Furthermore it is very doubtful whether Aguirre was in fact a public official as the administrator of the San Lazaro estate. This
question, however, was not raised in the court below, no evidence bearing on the subject having been introduced. We have merely
assumed that he was such for the sake of argument.
It is further contended by the defendant that the complaint does not state a cause of action. This is not true. A mere perusal of the
complaint will show the contrary. We hold that the facts therein set forth constitute a sufficient cause of action.
It is also contended that there is no allegation with respect to the interest of the plaintiff in this action. Without passing upon the
correctness of this allegation which refers to the legal capacity of the plaintiff, it may be said that as no question was raised as to this
point in the court below it can not be urged on appeal.
The court below expressly found that the Government had collected rent for four years and held that it had thereby ratified the

contract. This question was not discussed in the court below and, legally speaking, the court should not and could not have made any
such finding. We hold that this was error on the part of the trial court.

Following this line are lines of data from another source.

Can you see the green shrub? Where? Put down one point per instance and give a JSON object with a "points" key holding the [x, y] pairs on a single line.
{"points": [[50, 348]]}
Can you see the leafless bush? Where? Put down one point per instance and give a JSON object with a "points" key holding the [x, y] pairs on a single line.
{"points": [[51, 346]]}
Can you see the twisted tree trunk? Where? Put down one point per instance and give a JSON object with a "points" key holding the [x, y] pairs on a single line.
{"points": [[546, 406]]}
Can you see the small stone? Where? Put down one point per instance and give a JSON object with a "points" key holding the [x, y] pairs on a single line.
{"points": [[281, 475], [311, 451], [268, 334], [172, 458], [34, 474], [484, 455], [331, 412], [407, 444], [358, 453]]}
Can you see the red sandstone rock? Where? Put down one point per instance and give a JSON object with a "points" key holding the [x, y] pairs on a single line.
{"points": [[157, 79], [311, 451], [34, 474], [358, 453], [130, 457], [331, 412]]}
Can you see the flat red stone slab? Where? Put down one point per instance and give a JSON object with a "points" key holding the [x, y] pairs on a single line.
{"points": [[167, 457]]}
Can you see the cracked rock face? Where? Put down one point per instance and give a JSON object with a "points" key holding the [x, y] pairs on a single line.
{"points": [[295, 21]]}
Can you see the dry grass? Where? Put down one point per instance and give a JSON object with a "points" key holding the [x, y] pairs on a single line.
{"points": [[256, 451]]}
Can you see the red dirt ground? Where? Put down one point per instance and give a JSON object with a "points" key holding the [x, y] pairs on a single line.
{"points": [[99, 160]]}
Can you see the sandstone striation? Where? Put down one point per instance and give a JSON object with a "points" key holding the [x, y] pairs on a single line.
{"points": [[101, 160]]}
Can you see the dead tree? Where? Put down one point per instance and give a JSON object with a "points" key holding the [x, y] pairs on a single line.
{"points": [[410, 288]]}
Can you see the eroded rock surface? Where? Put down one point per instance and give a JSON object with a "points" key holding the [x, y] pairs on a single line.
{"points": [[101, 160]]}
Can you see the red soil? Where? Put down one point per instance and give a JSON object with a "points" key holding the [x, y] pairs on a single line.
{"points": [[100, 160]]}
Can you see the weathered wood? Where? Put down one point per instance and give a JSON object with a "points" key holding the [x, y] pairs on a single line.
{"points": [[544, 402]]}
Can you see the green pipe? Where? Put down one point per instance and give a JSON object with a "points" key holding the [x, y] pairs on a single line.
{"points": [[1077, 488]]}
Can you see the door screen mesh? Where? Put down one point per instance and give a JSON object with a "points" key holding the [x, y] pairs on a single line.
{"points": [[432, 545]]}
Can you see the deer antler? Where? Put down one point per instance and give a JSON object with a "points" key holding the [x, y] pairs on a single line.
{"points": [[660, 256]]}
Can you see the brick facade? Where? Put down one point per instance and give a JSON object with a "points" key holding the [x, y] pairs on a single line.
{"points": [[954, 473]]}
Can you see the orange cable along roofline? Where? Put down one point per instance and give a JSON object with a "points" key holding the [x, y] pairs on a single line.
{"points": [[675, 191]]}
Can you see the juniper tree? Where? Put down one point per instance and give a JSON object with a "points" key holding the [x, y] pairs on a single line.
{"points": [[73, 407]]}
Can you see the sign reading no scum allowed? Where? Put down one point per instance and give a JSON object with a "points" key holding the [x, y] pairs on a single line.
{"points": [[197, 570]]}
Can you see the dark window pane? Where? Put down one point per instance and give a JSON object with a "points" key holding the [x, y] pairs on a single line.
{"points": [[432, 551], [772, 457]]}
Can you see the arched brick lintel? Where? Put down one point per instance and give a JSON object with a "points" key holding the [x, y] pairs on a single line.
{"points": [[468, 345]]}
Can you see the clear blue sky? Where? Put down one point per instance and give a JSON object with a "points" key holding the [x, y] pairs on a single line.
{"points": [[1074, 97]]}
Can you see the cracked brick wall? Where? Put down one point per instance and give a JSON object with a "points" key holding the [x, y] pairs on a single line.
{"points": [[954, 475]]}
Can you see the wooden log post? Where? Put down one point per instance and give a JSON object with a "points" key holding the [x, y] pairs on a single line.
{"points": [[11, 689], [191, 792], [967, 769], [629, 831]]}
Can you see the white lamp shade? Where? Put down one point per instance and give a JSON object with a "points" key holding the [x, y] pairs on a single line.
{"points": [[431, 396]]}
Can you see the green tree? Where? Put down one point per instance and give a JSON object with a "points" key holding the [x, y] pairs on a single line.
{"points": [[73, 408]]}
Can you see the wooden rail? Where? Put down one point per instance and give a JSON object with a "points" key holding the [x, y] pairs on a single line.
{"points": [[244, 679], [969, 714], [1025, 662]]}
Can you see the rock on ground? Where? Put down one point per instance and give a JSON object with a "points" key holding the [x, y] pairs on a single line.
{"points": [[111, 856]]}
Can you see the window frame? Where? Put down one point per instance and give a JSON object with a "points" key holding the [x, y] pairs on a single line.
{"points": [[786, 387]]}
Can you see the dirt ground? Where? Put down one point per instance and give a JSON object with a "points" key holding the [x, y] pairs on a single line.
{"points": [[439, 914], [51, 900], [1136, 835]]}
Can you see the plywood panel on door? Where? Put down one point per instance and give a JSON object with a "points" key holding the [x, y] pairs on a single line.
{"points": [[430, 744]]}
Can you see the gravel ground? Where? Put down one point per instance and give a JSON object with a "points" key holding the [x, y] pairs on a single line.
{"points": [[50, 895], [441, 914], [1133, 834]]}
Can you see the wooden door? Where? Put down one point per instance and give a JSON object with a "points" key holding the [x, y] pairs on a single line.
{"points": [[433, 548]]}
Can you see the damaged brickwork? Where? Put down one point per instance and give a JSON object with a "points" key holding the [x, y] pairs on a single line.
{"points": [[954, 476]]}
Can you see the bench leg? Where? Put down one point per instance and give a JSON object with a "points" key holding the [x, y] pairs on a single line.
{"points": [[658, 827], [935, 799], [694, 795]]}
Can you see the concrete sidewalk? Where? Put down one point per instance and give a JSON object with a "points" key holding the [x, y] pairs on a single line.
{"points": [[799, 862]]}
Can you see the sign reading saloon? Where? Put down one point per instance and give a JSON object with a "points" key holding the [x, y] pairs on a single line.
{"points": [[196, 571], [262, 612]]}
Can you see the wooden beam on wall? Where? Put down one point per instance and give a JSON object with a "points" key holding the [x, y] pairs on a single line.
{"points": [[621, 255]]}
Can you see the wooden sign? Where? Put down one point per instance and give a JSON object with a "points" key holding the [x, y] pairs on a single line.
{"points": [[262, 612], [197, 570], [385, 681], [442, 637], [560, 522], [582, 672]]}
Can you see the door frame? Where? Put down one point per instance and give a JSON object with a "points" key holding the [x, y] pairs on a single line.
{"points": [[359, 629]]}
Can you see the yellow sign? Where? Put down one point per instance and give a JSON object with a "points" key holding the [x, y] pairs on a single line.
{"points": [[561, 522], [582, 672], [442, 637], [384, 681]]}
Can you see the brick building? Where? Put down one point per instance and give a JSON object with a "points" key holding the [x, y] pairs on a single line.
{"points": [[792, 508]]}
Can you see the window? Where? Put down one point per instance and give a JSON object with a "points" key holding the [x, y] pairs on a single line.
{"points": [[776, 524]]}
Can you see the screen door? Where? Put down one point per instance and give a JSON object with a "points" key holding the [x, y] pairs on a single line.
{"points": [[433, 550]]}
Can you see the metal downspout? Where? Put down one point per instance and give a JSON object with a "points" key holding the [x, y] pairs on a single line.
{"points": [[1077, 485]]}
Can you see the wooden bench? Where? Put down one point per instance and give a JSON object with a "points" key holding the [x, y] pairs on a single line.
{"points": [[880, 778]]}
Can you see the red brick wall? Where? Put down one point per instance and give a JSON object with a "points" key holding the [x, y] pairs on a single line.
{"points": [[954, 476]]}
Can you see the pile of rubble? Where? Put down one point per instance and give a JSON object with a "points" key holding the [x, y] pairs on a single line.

The judgment of the court below is hereby modified so as to declare that the lease in question was valid only for six years from the 1st
day of January, 1899, to the 31st of December, 1904, and void as to the last four years of the contract term that is to say, the effects
of its nullity should date from the 1st day of January, 1905. The defendant shall return the land in the form and manner provided for in
the lease together with the proceeds derived from its possession since the last-mentioned date. The plaintiff will return to the defendant
the rent received during the same period, provided the rent has in fact been paid to him, with legal interest thereon at the rate of 6 per
cent per annum. No costs will be allowed to either party in either instance. After the expiration of twenty days let judgment be entered
in accordance herewith and let the case be remanded to the court below for action in conformity herewith. So ordered.